Our systematic influenza surveillance in southern China revealed that two lineages of H9N2 influenza viruses, represented by Chicken/Beijing/1/94 and Quail/Hong Kong/G1/97, became endemic in the poultry in southern China since 1990’s. These established H9N2 lineages continually evolved to generate many different reassortants (or genotypes) and caused sporadic human infection cases. As co-circulating with H5N1 influenza viruses, the increasing genetic diversity and the capability to cause sporadic human infection make the H9N2 viruses become one of the major candidates with pandemic potential. Even though highly pathogenic H5N1 influenza viruses were seldom detected at the live-poultry markets of Hong Kong since 2002, H9N2 viruses were still commonly isolated in our surveillance program. The accumulated H9N2 isolates provided an opportunity to get insights into the continual evolution of this subtype virus in the region. In present study, we have systematically analyzed the H9N2 influenza viruses isolated from 2005 to 2010. Antigenic and phylogenetic analyses of 60 representative H9N2 viruses showed that the Ck/Bei-like H9N2 virus lineage continued endemic in the terrestrial poultry during the survey period in southern China. Genotyping analyses revealed four prevalent genotypes or reassortant variants in the field. Fifty-three of the viruses analyzed belonged to genotype B14 and B15, which were also the major reassortant variants prevailing in southern China from 2000 to 2005. The remaining seven viruses belonged to novel genotypes that have not been identified before.

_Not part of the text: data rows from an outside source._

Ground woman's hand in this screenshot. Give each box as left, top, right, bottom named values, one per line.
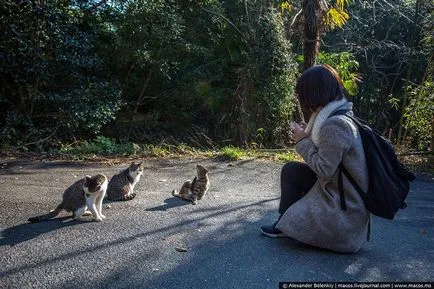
left=292, top=122, right=307, bottom=142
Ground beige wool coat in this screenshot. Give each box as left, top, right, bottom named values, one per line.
left=276, top=99, right=370, bottom=253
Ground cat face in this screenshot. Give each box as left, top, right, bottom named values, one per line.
left=83, top=174, right=107, bottom=196
left=129, top=162, right=143, bottom=178
left=196, top=165, right=208, bottom=176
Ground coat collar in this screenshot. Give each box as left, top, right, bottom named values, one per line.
left=305, top=97, right=353, bottom=145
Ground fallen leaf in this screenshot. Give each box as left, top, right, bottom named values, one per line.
left=175, top=247, right=188, bottom=252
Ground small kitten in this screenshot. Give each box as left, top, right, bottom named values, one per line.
left=172, top=165, right=210, bottom=205
left=28, top=174, right=108, bottom=223
left=107, top=162, right=143, bottom=201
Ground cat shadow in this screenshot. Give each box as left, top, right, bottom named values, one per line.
left=146, top=197, right=191, bottom=212
left=0, top=216, right=88, bottom=247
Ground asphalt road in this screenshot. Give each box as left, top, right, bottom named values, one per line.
left=0, top=159, right=434, bottom=289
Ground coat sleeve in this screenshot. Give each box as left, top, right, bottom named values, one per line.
left=295, top=117, right=355, bottom=178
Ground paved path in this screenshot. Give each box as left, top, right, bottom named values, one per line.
left=0, top=159, right=434, bottom=289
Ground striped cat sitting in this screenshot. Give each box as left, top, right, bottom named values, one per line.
left=29, top=174, right=108, bottom=223
left=172, top=165, right=210, bottom=205
left=107, top=162, right=143, bottom=201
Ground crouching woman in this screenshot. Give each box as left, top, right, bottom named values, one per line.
left=261, top=65, right=370, bottom=253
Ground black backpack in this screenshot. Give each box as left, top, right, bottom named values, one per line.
left=332, top=110, right=415, bottom=220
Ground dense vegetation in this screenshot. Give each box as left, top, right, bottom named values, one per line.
left=0, top=0, right=434, bottom=151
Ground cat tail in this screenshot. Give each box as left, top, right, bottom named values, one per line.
left=28, top=203, right=63, bottom=223
left=109, top=193, right=137, bottom=202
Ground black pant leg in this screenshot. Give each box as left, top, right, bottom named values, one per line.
left=279, top=162, right=317, bottom=214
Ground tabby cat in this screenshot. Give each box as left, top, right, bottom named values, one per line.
left=172, top=165, right=210, bottom=205
left=29, top=174, right=108, bottom=223
left=107, top=162, right=143, bottom=201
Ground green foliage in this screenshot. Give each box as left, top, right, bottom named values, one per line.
left=0, top=0, right=434, bottom=151
left=59, top=136, right=141, bottom=157
left=318, top=52, right=361, bottom=95
left=221, top=146, right=246, bottom=161
left=0, top=1, right=122, bottom=146
left=404, top=79, right=434, bottom=150
left=251, top=9, right=297, bottom=143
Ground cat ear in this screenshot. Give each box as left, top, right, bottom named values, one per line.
left=85, top=175, right=92, bottom=184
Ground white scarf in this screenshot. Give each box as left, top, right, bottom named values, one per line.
left=305, top=97, right=348, bottom=145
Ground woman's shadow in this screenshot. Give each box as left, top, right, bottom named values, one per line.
left=0, top=216, right=87, bottom=247
left=146, top=197, right=191, bottom=212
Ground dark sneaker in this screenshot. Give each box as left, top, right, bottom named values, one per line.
left=261, top=224, right=286, bottom=238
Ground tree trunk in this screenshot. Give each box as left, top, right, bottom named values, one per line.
left=430, top=116, right=434, bottom=152
left=303, top=0, right=320, bottom=70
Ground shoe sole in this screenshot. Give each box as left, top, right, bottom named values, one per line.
left=261, top=230, right=288, bottom=238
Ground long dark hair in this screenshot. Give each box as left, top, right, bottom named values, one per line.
left=295, top=64, right=348, bottom=114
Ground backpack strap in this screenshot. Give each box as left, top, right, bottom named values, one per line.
left=338, top=169, right=347, bottom=211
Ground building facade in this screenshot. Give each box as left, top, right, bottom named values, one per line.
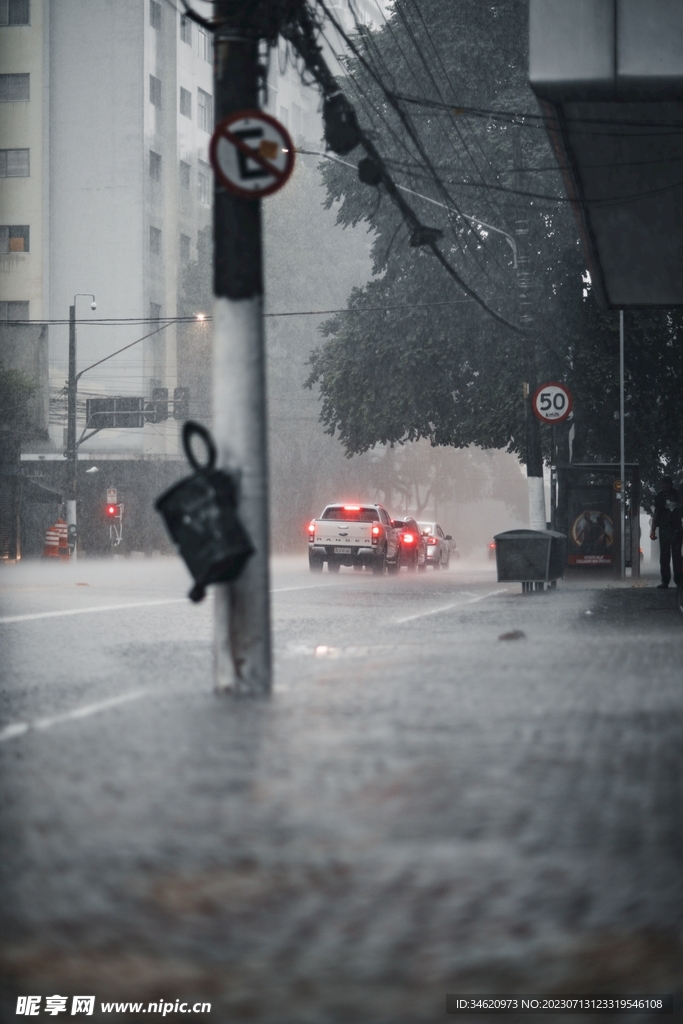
left=0, top=0, right=213, bottom=457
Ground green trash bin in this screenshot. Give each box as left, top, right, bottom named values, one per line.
left=494, top=529, right=567, bottom=593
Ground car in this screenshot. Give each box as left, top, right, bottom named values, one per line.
left=308, top=502, right=399, bottom=575
left=391, top=516, right=427, bottom=572
left=418, top=522, right=456, bottom=569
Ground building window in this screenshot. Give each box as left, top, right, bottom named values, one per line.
left=197, top=89, right=213, bottom=133
left=150, top=75, right=161, bottom=110
left=150, top=150, right=161, bottom=181
left=180, top=86, right=193, bottom=118
left=150, top=227, right=161, bottom=256
left=0, top=302, right=29, bottom=321
left=0, top=150, right=29, bottom=178
left=0, top=75, right=31, bottom=103
left=0, top=0, right=31, bottom=26
left=197, top=160, right=211, bottom=206
left=0, top=224, right=29, bottom=253
left=197, top=26, right=213, bottom=63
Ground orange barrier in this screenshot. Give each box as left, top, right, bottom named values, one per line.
left=43, top=525, right=59, bottom=558
left=54, top=519, right=71, bottom=562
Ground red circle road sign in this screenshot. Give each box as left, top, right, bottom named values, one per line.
left=209, top=111, right=294, bottom=199
left=531, top=381, right=571, bottom=423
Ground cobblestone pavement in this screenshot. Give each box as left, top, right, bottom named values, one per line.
left=0, top=559, right=683, bottom=1024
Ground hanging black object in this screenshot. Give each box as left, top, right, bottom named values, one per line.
left=358, top=157, right=382, bottom=185
left=155, top=420, right=255, bottom=601
left=410, top=224, right=443, bottom=249
left=323, top=92, right=360, bottom=157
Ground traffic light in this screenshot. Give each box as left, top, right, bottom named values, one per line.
left=173, top=387, right=189, bottom=420
left=144, top=387, right=168, bottom=423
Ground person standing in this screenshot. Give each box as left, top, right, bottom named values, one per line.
left=650, top=476, right=683, bottom=590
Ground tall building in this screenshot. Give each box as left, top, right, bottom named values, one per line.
left=0, top=0, right=213, bottom=456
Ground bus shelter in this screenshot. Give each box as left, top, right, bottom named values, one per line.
left=556, top=463, right=640, bottom=579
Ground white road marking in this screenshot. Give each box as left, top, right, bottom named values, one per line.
left=0, top=690, right=145, bottom=743
left=0, top=583, right=330, bottom=626
left=0, top=597, right=187, bottom=626
left=270, top=583, right=332, bottom=594
left=395, top=590, right=508, bottom=624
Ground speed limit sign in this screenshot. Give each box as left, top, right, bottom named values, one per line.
left=531, top=381, right=571, bottom=423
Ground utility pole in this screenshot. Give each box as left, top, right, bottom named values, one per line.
left=618, top=309, right=626, bottom=580
left=213, top=0, right=271, bottom=694
left=67, top=292, right=97, bottom=561
left=512, top=133, right=547, bottom=529
left=67, top=298, right=78, bottom=561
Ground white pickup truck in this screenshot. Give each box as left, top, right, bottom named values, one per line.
left=308, top=504, right=400, bottom=575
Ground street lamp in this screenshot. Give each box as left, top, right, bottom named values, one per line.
left=67, top=292, right=97, bottom=560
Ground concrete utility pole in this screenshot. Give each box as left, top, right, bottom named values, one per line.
left=67, top=292, right=96, bottom=561
left=512, top=133, right=547, bottom=529
left=618, top=309, right=626, bottom=580
left=213, top=0, right=271, bottom=694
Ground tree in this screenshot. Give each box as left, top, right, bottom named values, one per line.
left=0, top=361, right=36, bottom=433
left=307, top=0, right=683, bottom=507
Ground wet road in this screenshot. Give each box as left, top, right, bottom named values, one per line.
left=0, top=559, right=683, bottom=1024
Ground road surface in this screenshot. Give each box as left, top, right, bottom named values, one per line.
left=0, top=558, right=683, bottom=1024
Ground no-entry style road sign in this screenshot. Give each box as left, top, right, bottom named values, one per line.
left=209, top=111, right=294, bottom=199
left=531, top=381, right=571, bottom=423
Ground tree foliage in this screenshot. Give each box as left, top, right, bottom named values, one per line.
left=307, top=0, right=683, bottom=505
left=0, top=362, right=36, bottom=432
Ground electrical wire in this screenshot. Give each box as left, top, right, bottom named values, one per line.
left=316, top=0, right=505, bottom=286
left=387, top=2, right=501, bottom=209
left=342, top=0, right=502, bottom=280
left=395, top=92, right=683, bottom=138
left=349, top=0, right=503, bottom=281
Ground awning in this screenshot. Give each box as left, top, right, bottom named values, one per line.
left=529, top=0, right=683, bottom=308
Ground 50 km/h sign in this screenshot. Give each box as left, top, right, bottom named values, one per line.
left=531, top=381, right=571, bottom=423
left=209, top=111, right=294, bottom=199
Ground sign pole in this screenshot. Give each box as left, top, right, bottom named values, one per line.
left=618, top=309, right=633, bottom=580
left=213, top=0, right=271, bottom=694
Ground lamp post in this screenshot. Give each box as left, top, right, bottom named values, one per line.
left=618, top=309, right=626, bottom=580
left=67, top=292, right=97, bottom=560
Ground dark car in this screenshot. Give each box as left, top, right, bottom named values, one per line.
left=418, top=522, right=456, bottom=569
left=392, top=516, right=427, bottom=572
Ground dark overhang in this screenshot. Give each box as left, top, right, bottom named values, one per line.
left=529, top=0, right=683, bottom=308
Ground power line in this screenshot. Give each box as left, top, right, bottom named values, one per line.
left=12, top=299, right=479, bottom=327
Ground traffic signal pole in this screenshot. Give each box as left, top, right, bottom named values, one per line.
left=213, top=0, right=271, bottom=694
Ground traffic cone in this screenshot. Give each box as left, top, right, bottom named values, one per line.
left=54, top=518, right=71, bottom=562
left=43, top=524, right=59, bottom=558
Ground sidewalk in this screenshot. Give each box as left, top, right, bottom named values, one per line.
left=0, top=567, right=683, bottom=1024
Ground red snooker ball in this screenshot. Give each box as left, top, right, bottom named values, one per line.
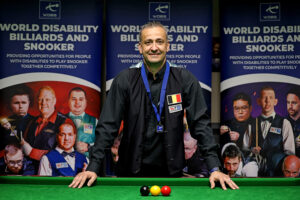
left=161, top=185, right=171, bottom=196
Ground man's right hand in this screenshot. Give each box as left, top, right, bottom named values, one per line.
left=69, top=171, right=97, bottom=188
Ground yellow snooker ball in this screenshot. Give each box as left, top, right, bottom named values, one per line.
left=150, top=185, right=160, bottom=196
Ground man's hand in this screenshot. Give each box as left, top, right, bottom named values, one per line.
left=220, top=125, right=230, bottom=135
left=76, top=141, right=89, bottom=154
left=69, top=171, right=97, bottom=188
left=252, top=146, right=261, bottom=155
left=209, top=171, right=239, bottom=190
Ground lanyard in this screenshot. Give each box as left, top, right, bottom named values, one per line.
left=141, top=62, right=170, bottom=123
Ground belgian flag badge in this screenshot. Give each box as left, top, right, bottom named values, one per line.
left=167, top=93, right=182, bottom=105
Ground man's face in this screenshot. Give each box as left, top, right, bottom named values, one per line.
left=184, top=140, right=197, bottom=160
left=286, top=94, right=300, bottom=117
left=5, top=150, right=24, bottom=174
left=139, top=27, right=170, bottom=64
left=57, top=124, right=76, bottom=151
left=233, top=99, right=252, bottom=122
left=257, top=90, right=278, bottom=116
left=69, top=91, right=87, bottom=115
left=38, top=89, right=56, bottom=117
left=10, top=94, right=30, bottom=117
left=224, top=157, right=241, bottom=177
left=283, top=163, right=300, bottom=177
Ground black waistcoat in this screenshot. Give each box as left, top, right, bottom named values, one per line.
left=118, top=67, right=185, bottom=176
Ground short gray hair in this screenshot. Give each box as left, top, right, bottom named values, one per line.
left=139, top=21, right=168, bottom=42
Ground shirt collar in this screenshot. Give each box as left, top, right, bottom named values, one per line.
left=261, top=112, right=276, bottom=119
left=36, top=111, right=57, bottom=124
left=55, top=146, right=74, bottom=154
left=69, top=112, right=85, bottom=117
left=144, top=61, right=167, bottom=80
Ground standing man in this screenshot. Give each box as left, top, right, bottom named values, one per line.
left=38, top=123, right=88, bottom=176
left=286, top=88, right=300, bottom=157
left=68, top=87, right=98, bottom=156
left=69, top=22, right=238, bottom=189
left=252, top=86, right=295, bottom=176
left=0, top=84, right=33, bottom=158
left=21, top=86, right=73, bottom=164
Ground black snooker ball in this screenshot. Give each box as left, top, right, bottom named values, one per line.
left=140, top=185, right=150, bottom=196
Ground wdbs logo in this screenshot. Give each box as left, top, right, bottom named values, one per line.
left=39, top=0, right=61, bottom=19
left=260, top=2, right=280, bottom=21
left=149, top=2, right=170, bottom=20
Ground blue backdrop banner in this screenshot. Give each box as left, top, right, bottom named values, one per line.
left=107, top=0, right=212, bottom=109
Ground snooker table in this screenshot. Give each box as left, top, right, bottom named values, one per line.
left=0, top=176, right=300, bottom=200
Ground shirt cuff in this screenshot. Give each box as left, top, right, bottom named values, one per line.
left=22, top=142, right=32, bottom=156
left=209, top=167, right=220, bottom=174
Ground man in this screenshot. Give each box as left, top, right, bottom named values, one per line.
left=282, top=155, right=300, bottom=177
left=252, top=86, right=295, bottom=176
left=286, top=88, right=300, bottom=157
left=0, top=84, right=33, bottom=158
left=69, top=22, right=238, bottom=189
left=221, top=143, right=258, bottom=177
left=21, top=86, right=73, bottom=163
left=38, top=123, right=88, bottom=176
left=68, top=87, right=97, bottom=156
left=183, top=130, right=209, bottom=178
left=220, top=92, right=255, bottom=153
left=0, top=143, right=36, bottom=175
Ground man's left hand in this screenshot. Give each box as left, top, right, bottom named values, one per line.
left=209, top=171, right=239, bottom=190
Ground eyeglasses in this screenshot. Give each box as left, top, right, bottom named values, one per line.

Our findings suggested that the Ck/Bei-like lineage continually maintained high genetic diversity in this region. The epidemiological findings showed that the isolation rate of H9N2 virus at the marketing poultry in Hong Kong was dramatically dropped down since 2009, which was different from what have observed in other provinces in southern China, but was closely correlated with the hygiene measures implemented in live-poultry markets in Hong Kong, e.g. not keeping live chicken overnight. These findings suggest the proper market policy would directly impact the prevalence of influenza virus in the field.